Two Killed in Copenhagen Attacks on Free Speech Panel and Synagogue

bullet holes in cafe window

© Hannibal Hanschke / Reuters

A gunman opened fire on a Copenhagen cafe that was hosting a discussion on art, free speech, and blasphemy on Saturday, killing one attendee and injuring three police officers. The apparent target of the attack, Swedish cartoonist Lars Vilks, was uninjured. The same gunman later killed a Jewish security guard outside a synagogue before being killed himself in a confrontation with police.

Vilks became a target of extremists in 2007 after producing a series of sketches which depicted the Prophet Mohammed with a dog’s body. Since that time several people have been arrested for plotting to kill Vilks, he was physically assaulted during a lecture at a Swedish university, and he was included on the most-wanted list of al-Qaeda in the Arabian Peninsula, the same group that trained the brothers who attacked Charlie Hebdo in Paris last month. Like that paper’s editor and cartoonist Charb was before his death, Vilks is accompanied by bodyguards whenever he appears in public. They quickly hustled him into the cafe’s kitchen when the attack began. France’s ambassador to Denmark François Zimeray was also attending the event and was kept safe in a cold storage room during the shooting.

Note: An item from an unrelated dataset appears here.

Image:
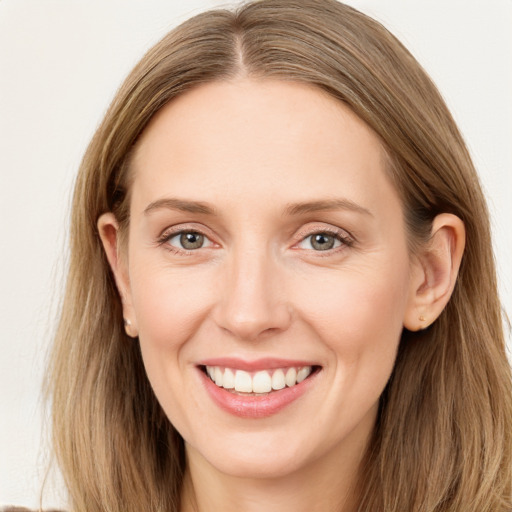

The suspect in the cafe and synagogue shootings was Omar El-Hussein, a 22-year-old Danish man of Palestinian descent. Unlike the Kouachi brothers in Paris, he had not traveled abroad for training, but he had been released from prison just a few weeks ago after a two-year sentence for stabbing a man. In Denmark as in France, there is widespread concern that prisons may be fertile breeding grounds for radical extremists. El-Hussein was killed by police on Sunday as he arrived at an address that had been placed under surveillance in northwest Copenhagen. Authorities are still investigating whether El-Hussein may have been part of a larger plot, but as of Sunday they had only arrested two men who allegedly aided him after the fact.